Under the Animal Generic Drug User Fee Act of 2008, animal health companies will have to pay user fees based on three categories: 1) application fees; 2) generic new animal drug product fees; and 3) generic new animal drug sponsor fees.
These funds — estimated to bring in about $27 million over five years — would in turn be dedicated toward expediting the development process and the review of applications for new generic animal health drugs.
“According to the FDA, the average review time of an animal generic drug submission was 570 days in fiscal year 2007, in spite of a 180 day statutory requirement,” sponsor U.S. Rep.
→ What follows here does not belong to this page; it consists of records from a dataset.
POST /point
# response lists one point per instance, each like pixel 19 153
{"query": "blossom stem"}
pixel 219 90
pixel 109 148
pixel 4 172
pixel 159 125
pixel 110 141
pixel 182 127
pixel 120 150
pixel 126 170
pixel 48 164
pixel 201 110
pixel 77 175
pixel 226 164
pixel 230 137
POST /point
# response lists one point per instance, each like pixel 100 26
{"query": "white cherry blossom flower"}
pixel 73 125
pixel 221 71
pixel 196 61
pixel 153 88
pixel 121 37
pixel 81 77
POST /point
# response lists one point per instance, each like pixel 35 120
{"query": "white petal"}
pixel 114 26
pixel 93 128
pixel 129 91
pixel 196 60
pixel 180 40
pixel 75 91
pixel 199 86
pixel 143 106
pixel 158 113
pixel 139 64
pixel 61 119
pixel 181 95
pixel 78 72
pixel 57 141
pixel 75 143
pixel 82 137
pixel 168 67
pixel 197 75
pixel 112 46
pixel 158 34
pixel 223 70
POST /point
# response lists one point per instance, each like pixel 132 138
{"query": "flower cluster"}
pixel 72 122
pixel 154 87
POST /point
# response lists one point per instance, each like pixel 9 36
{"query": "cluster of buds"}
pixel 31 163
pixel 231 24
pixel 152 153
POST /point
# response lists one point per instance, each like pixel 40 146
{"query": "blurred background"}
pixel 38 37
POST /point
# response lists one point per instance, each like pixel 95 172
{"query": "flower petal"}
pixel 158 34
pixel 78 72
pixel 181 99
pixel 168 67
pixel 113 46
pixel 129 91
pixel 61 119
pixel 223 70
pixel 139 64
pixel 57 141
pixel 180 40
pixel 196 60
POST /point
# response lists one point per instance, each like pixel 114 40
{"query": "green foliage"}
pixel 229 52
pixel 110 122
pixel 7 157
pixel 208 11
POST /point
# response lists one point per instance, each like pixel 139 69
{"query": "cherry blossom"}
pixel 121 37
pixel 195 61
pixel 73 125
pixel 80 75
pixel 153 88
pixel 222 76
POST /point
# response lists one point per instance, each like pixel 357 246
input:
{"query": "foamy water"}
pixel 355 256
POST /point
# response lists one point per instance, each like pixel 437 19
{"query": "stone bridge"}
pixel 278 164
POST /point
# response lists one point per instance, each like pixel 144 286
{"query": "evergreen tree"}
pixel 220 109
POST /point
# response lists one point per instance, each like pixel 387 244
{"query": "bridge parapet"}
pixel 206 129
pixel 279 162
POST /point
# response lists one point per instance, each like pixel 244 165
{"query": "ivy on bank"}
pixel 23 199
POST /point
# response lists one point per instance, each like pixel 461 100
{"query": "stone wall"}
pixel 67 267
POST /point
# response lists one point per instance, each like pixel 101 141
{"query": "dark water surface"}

Frank Pallone Jr. [D-N.J.] said in a statement. “At the end of last year, there was a recorded backlog of 446 submissions waiting for review and agency action … By year five of the authorization period, most reviews of generic animal drug submissions should occur in 270 days or less, a substantial improvement over the time it is now taking FDA to conduct such reviews.”
Congress said that prompt approval of these applications will reduce animal health care costs and promote animal and public health.
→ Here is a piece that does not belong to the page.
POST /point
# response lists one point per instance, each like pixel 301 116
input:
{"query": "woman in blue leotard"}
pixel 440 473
“The [Animal Generic Drug User Fee] legislation marks the beginning of a new era for animal health,” said Jean Hoffman, chief executive of Putney, which is a member of the trade organization Generic Animal Drug Alliance. “Much as generics have changed the face of human health care — making drugs more affordable for Americans — the timely availability of animal generics will help ranchers and farmers manage the cost of caring for our country’s food and production animals, and allow pet owners access to lower cost medications for their companion animals who are considered members of the family.”
In addition, H.R. 6432 reauthorizes the Animal Drug User Fee Act through fiscal year 2013.
This increases the amount of fees collected for the review of animal drug submissions from $15 million to $24 million over five years for a total of about $98 million. Revenue would come from application, product, establishment, and sponsor fees.